A scenario that makes it difficult for investors to arrive in Spain in one of the few undisputed vectors of growth that are glimpsed globally. In the country, and the rest of the world. Energy, climate change, decarbonization, renewables, oil replacement... are issues on the international agendas with specific dates.

But Spain continues in a political blockade (fourth general elections in less than four years) and, therefore, institutional. All the polls show that a strong government will not emerge after the November election either, so would it be possible to repeat the elections in 2020? This has been repeated by several specialists in the media, such as Narciso Michavila. The situation makes both companies and investors fear the legal security and stability of the regulatory framework.

Pedro Sánchez tried to calm the international markets, but while he has to cope with a CNMC going through a complete recomposition, dictating drafts that will have great weight in the decisions of those same investors. It must be remembered that the acting president went so far as to define this transformation as "a righteous ecological transition" or "a new ecological illustration" that "will mark a turning point for Spain".

Pedro Sánchez needs to attract more than 150,000 million euros in investments in energy in the long term, but while making that effort he has to weather the instability transmitted by a CNMC going through a full recomposition, dictating drafts that will have great weight in the decisions of those same investors.

In addition to the investors, several specialists are calling for an end to the regulatory ups and downs of the energy sector, one of the most sensitive and permeable to investment. The CNMC's energy reform will be decisive in consolidating (or not) decades of constant investments that have allowed Spain, among other things, to become one of the leading countries in natural gas supply. And not only the investment funds are waiting, but the energy companies themselves have also taken matters into their own hands. Without stability, the legal claims, the pressure of the lobbies, will be unleashed, creating a complex spiral for the country.

A situation that occurs amid the economic slowdown facing Spain and Europe, in which any regulatory sway has a double impact, internal for companies and employment in Spain and external for international investors.
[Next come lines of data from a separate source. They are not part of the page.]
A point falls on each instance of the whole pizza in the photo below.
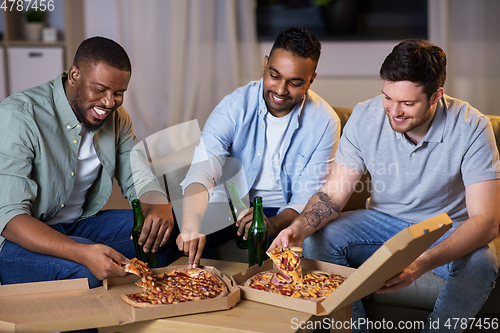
(176, 286)
(290, 280)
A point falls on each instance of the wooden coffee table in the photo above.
(246, 316)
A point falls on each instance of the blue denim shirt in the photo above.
(237, 128)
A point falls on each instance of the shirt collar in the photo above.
(436, 131)
(61, 103)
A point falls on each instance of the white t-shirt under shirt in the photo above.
(268, 183)
(87, 170)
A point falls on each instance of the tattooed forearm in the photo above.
(322, 209)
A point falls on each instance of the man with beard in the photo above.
(62, 143)
(284, 135)
(427, 153)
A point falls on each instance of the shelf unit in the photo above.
(69, 22)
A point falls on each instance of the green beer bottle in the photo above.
(237, 206)
(257, 235)
(149, 257)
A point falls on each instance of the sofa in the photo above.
(415, 302)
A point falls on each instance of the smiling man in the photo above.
(427, 153)
(62, 143)
(284, 135)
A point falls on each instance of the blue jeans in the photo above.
(110, 227)
(354, 236)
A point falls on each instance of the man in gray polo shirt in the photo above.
(427, 154)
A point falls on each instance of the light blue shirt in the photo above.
(236, 128)
(416, 182)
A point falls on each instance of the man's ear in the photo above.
(74, 75)
(437, 95)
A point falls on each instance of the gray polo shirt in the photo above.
(416, 182)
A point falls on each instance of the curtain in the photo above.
(186, 54)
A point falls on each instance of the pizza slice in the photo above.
(287, 260)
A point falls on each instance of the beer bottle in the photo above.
(237, 206)
(257, 235)
(149, 257)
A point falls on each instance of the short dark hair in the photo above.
(300, 42)
(416, 61)
(95, 50)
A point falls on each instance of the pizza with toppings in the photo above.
(176, 286)
(289, 280)
(287, 260)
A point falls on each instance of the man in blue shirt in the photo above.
(284, 135)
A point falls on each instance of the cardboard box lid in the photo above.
(390, 259)
(66, 305)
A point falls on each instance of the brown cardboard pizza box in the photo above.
(389, 260)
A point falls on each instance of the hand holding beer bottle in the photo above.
(237, 207)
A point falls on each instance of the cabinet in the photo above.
(26, 63)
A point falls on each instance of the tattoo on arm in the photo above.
(322, 209)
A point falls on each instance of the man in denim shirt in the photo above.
(284, 135)
(427, 154)
(62, 143)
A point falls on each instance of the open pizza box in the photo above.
(70, 305)
(389, 260)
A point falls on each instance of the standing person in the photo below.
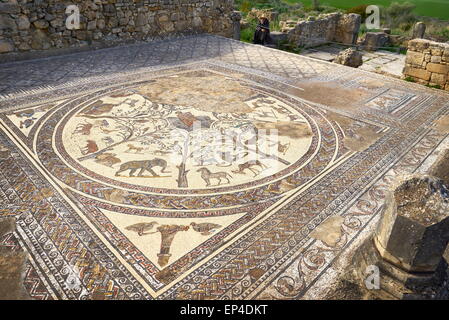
(262, 34)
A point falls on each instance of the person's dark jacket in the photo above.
(262, 37)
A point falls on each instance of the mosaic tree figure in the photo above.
(185, 135)
(133, 121)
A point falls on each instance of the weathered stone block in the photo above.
(414, 228)
(414, 58)
(417, 73)
(7, 23)
(6, 46)
(418, 45)
(438, 68)
(9, 8)
(440, 168)
(23, 23)
(438, 78)
(435, 59)
(350, 57)
(375, 40)
(41, 24)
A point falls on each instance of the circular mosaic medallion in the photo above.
(210, 136)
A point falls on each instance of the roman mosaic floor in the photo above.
(200, 168)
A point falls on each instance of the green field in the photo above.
(431, 8)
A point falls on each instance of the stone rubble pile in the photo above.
(39, 25)
(427, 63)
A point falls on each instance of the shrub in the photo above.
(398, 14)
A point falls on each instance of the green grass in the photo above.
(431, 8)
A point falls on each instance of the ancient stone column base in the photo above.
(396, 283)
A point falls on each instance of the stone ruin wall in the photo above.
(334, 27)
(427, 62)
(27, 25)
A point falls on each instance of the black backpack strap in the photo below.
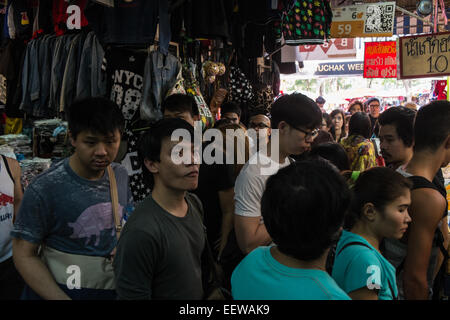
(351, 244)
(421, 182)
(357, 243)
(5, 161)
Job creation in Spain suffered a sharp slowdown last September with the lowest growth numbers since September 2013.

Energy transition, but how?

The energy transition will be one of the main drivers of growth for Spain, with a horizon set for the next 30 years. However, "to this day, there is still some uncertainty about how exactly the decarbonized energy system will look like in 2050. It is necessary to establish a political and regulatory framework that will allow the decarbonization process to be started today", said Walter Boltz, a regulatory expert and member of the Agency for the Cooperation of Energy Regulators (ACER).

Eurogas General Secretary James Watson states bluntly that "more than ever we should invest in our gas distribution networks to ensure that they can supply the renewable gases and hydrogen from the new system", thus contributing to the decarbonization goals. To speak of decarbonization is to speak of mitigated emissions and global warming effects. And of new investments in networks, something in which Spain already has a long history."

For her part, the new president of the European Commission, Ursula Von Der Leyen, promised to implement concrete laws in her first 100 days in office to achieve a carbon-neutral Europe by 2050. With the support of Brussels for the most sustainable energies. The clock is ticking everywhere but, it seems, in Spain. It remains to be seen whether the situation will be clarified after 10 November.